The Reload Newsletter (6th January 2023) says that according to the National Shooting Sports Foundation (NSSF), the industry’s trade group, there were 16.4-million-gun sales in 2022. Mark Oliva, a spokesman for the NSSF, said this shows that, “there continues to be a strong desire from law-abiding Americans to purchase the firearms of their choice.” Since the mass shooting at Robb Elementary School in Uvalde, Texas, on 29th May 2022, and the resulting assault weapons ban passed by the US House of Representatives, gun sales have continued to rise.
In 2022, the Guns & Ammunition Manufacturing Industry’s annual sales were worth US$51 billion, 32 per cent above 2018. The US accounts for 46 percent of the world’s civilian-held firearms. As of 2021, guns per capita was 120.5 guns for every 100 residents, with 58 percent of gun owners being male. White people are the most likely to own a gun, with 47 per cent of white households owning at least one firearm.
Mass shootings increased from 358 in 2016 to 692 in 2021. In 2023 mass shootings occur every day, many being mass school shootings. According to the Centers for Disease Control and Prevention, gun-related deaths have reached epidemic proportions. Every year over 30,000 people are killed and many more wounded. Every day 96 people are killed by guns and twice as many are injured. Of these 30 per cent are homicides and the remainder are suicides and accidents, seven of whom are children and teens. Many of the guns used are military-level weapons which were purchased legally.
It is not in the interest of gun manufacturers to prevent mass shootings, as each event creates fear, making people buy guns to protect themselves from possible armed attacks. Others purchase guns in case firearms bans are implemented. Frederick Reese writes in Mint Press News (7th May 2013) that, “Ultimately, it can be argued that capitalism, instead of civil responsibility, has become the modus operandi in the gun control debate.”

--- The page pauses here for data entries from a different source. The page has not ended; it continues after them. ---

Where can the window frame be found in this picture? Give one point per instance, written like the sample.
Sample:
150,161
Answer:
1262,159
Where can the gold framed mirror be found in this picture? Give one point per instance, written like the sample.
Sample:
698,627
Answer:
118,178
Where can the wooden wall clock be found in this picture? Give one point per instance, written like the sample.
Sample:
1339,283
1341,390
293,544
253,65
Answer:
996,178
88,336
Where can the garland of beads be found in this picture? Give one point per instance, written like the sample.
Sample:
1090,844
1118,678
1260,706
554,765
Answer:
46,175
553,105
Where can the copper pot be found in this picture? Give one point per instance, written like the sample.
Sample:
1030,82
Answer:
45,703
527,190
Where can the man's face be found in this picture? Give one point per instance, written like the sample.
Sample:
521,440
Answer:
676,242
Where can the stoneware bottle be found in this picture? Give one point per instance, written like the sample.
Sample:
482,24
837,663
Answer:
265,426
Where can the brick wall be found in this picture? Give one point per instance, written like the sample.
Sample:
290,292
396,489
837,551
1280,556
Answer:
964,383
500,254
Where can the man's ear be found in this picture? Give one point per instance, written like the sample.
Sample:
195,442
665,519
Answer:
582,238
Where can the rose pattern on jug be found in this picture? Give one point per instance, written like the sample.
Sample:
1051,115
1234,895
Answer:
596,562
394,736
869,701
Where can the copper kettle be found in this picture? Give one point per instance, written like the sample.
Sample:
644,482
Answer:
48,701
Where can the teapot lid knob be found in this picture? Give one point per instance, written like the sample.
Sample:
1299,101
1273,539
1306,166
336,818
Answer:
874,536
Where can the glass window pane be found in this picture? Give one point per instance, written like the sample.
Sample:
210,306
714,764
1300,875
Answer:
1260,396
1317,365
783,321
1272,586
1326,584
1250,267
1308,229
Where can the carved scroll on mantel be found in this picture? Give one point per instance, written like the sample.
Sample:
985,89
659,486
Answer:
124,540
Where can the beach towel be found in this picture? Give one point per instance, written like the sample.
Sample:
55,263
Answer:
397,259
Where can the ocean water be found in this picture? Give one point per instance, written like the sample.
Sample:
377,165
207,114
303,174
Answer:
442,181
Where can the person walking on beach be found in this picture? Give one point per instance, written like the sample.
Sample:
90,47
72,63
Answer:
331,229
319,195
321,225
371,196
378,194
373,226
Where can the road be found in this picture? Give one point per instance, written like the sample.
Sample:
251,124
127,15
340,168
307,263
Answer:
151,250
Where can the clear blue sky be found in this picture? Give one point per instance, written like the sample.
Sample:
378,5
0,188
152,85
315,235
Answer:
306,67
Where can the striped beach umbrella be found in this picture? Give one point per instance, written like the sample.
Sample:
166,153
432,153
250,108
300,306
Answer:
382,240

On 26th May 2022, Republican Carolyn B Maloney, Chairwoman of the Committee on Oversight and Reform, sent requests to Daniel Defense, LLC, Smith & Wesson Brands, Inc., Sturm, Ruger & Company, Inc. and other gun manufacturers for information on their sales of AR-15-style semiautomatic rifles, including revenue, data on deaths or injuries caused by the firearms they manufacture, and their marketing and promotional materials. The Committee exposed the role played by the firearm industry in fuelling the gun violence epidemic. On 27th July, Maloney said, “it is clear that gun makers are not going to change unless Congress forces them to finally put people over profits.”
On 19th August Maloney introduced key legislation to hold the firearm industry accountable for selling weapons of war to civilians. The Firearm Industry Fairness Act imposes a 20 per cent tax on the total revenue of gun manufacturers who produced assault weapons and high-capacity magazines. The Firearm Industry Crime and Trafficking Accountability Act requires that every firearm manufacturer create a monitoring system to track crimes committed with guns they sold, and mandates that they cease distributing weapons to retailers who sell guns used for criminal acts. The penalties are not harsh enough to deter mass school shootings as long as the CEOs remain unaccountable.